At the moment I am also interested in how frontline managers regulate their emotion when engaging with different daily tasks (e.g., giving negative or positive feedback; resolving conflict etc.).
I’m interested too in understanding why some people are better, or not so good at, managing their and other people’s emotions.
Are there emerging or ongoing trends in your fields of research?
Emotions research [is] limited a lot by its methodology – surveys and interviews traditionally. But…[just as] emotions…change moment by moment, the methodology is changing swiftly…and range from using smart phone apps and watches that capture real-time emotion and emotion regulation strategies in response to certain events, to getting neuro- and physiological data (e.g., brain imaging, collecting cortisol and other biochemical markers etc.). Another trend, as for most OB [organisational behaviour] research, is to examine how workplace emotions (and consequences) occur at multilevels (e.g., within person, individual, dyadic, team and organisational level), and identifying some of the boundary conditions around these relationships.
Has there been major developments or key findings that have directed the trajectory of your research?
My work with Professor Peter Jordan kick-started my interest in emotions research many years ago in the area of emotional intelligence. Since then our work has transformed to a greater focus on employee’s use of different forms of emotional regulation strategies for specific emotions (e.g., anger). We have had two successful ARC [Australian Research Council] Discoveries [grants] on these topics.

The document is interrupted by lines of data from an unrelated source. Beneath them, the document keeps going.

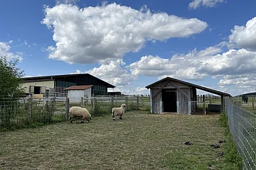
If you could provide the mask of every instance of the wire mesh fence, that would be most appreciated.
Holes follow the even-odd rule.
[[[20,127],[31,123],[49,123],[55,112],[55,101],[12,99],[0,101],[0,127]]]
[[[242,156],[243,169],[256,169],[256,115],[241,108],[241,103],[225,98],[229,130]]]
[[[220,112],[221,96],[214,95],[198,95],[196,101],[188,102],[190,114],[206,115],[210,112]]]
[[[91,97],[80,98],[23,98],[0,101],[0,128],[22,127],[33,123],[46,124],[68,118],[72,106],[86,108],[92,115],[111,114],[113,107],[127,105],[126,110],[150,110],[150,98],[136,97]]]

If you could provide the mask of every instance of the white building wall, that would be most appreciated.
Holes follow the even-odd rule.
[[[50,89],[50,88],[54,88],[54,81],[50,80],[50,81],[26,82],[21,84],[21,87],[24,89],[26,93],[29,92],[30,86],[46,86],[46,89]]]
[[[84,90],[84,98],[90,98],[92,96],[92,89],[89,88]]]

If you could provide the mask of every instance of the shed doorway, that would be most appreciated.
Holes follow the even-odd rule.
[[[163,112],[177,112],[176,89],[162,89]]]

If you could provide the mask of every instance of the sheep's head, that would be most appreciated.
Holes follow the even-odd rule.
[[[122,103],[121,105],[121,108],[126,108],[126,105],[124,103]]]

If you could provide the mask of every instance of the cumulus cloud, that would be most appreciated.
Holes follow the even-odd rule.
[[[131,75],[122,66],[125,65],[122,60],[109,61],[108,63],[102,64],[100,67],[95,67],[87,73],[99,77],[102,80],[114,86],[127,86],[137,79],[137,76]]]
[[[75,4],[78,1],[79,1],[79,0],[55,0],[56,4]]]
[[[196,9],[200,6],[212,8],[216,6],[218,3],[225,2],[225,0],[193,0],[188,4],[189,8]]]
[[[43,47],[41,49],[41,50],[43,52],[52,52],[55,50],[56,50],[55,47],[54,47],[53,46],[48,46],[47,48],[46,47]]]
[[[221,52],[218,45],[198,52],[196,48],[186,55],[176,54],[171,59],[144,56],[139,61],[127,67],[134,75],[159,76],[160,78],[169,76],[177,79],[199,80],[207,75],[200,72],[200,66],[203,64],[205,59]]]
[[[256,73],[226,75],[218,84],[220,86],[236,85],[240,86],[256,86]]]
[[[159,79],[169,76],[187,80],[201,80],[208,75],[216,78],[256,73],[256,52],[240,49],[221,52],[220,47],[214,46],[176,54],[170,59],[148,55],[127,67],[136,76],[158,76]]]
[[[249,20],[245,26],[235,26],[231,32],[229,36],[231,44],[238,47],[256,50],[256,17]]]
[[[6,57],[8,60],[18,60],[20,62],[23,60],[23,53],[16,52],[14,54],[10,52],[11,46],[8,45],[8,42],[0,42],[0,56]]]
[[[90,64],[122,59],[146,41],[163,41],[200,33],[208,25],[197,18],[136,10],[115,3],[79,8],[71,4],[45,6],[41,21],[53,30],[55,50],[48,57],[68,63]]]

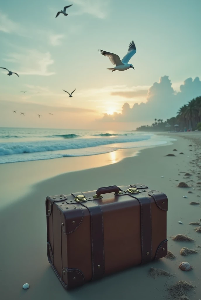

Most recently, my research has taken a new and exciting direction with Dr Rebecca Loudoun, Professor Paula Brough and Dr Amanda Biggs. We are currently in the process of developing and validating a safety culture tool for a large organisation that includes a large proportion of blue collar workers employed within facilities and property, labour hire and maritime management. This organisation embodies health and safety practice and principles and the tool will help them recruit people who embody the same. It [also seeks to] identify areas within the organisation where there is health and safety risk not already identified by their existing tools…, as well as…areas for more education on health and safety matters. As we develop and validate this tool, the same project [calls upon my] psychology training [alongside that of] fellow psych. colleagues, Paula…and Amanda.
Another direction I’ve been involved in is multi-level research:…how individuals with skills have an impact on team performance, or how the relationship between a frontline manager impacts on the employees within that relationship. In the past, both I…and the OB area have neglected the team-level focus.
Where my earlier research looks at the cause of things and why it happens, it hasn’t really looked at how it can help an organisation. Community impact and agreement is so important now and this is partly why I’m doing these projects – you feel like you’re making a difference now.
What are you working on at the moment?
Recent tangents [include] a project with Associate Professor Keith Townsend and Rebecca funded by the Centre for Workplace Leadership (University of Melbourne) on frontline managers — people who have a lot of pressure on them — and how they manage an array of tasks daily, how they feel about it, and how they regulate their emotions around those tasks; and the aforementioned recruiting for organisational values research. These proceeded work with long-time collaborator Peter, and Dr Sandra Lawrence, on how employees regulate their emotions, and especially, how they regulate their anger.
Finally, are there challenges in your field/s in trying to bridge the gap between research, practice and policy?
A lot of organisations can see the benefit in training people up in emotional regulation or intelligence skills. One challenge though is letting an organisation know that it’s not the panacea and that they should be looking at the recruitment and selection stage – hiring people with [the] sorts of attributes [they desire] and not just the hard skills, for example, engineering [qualifications].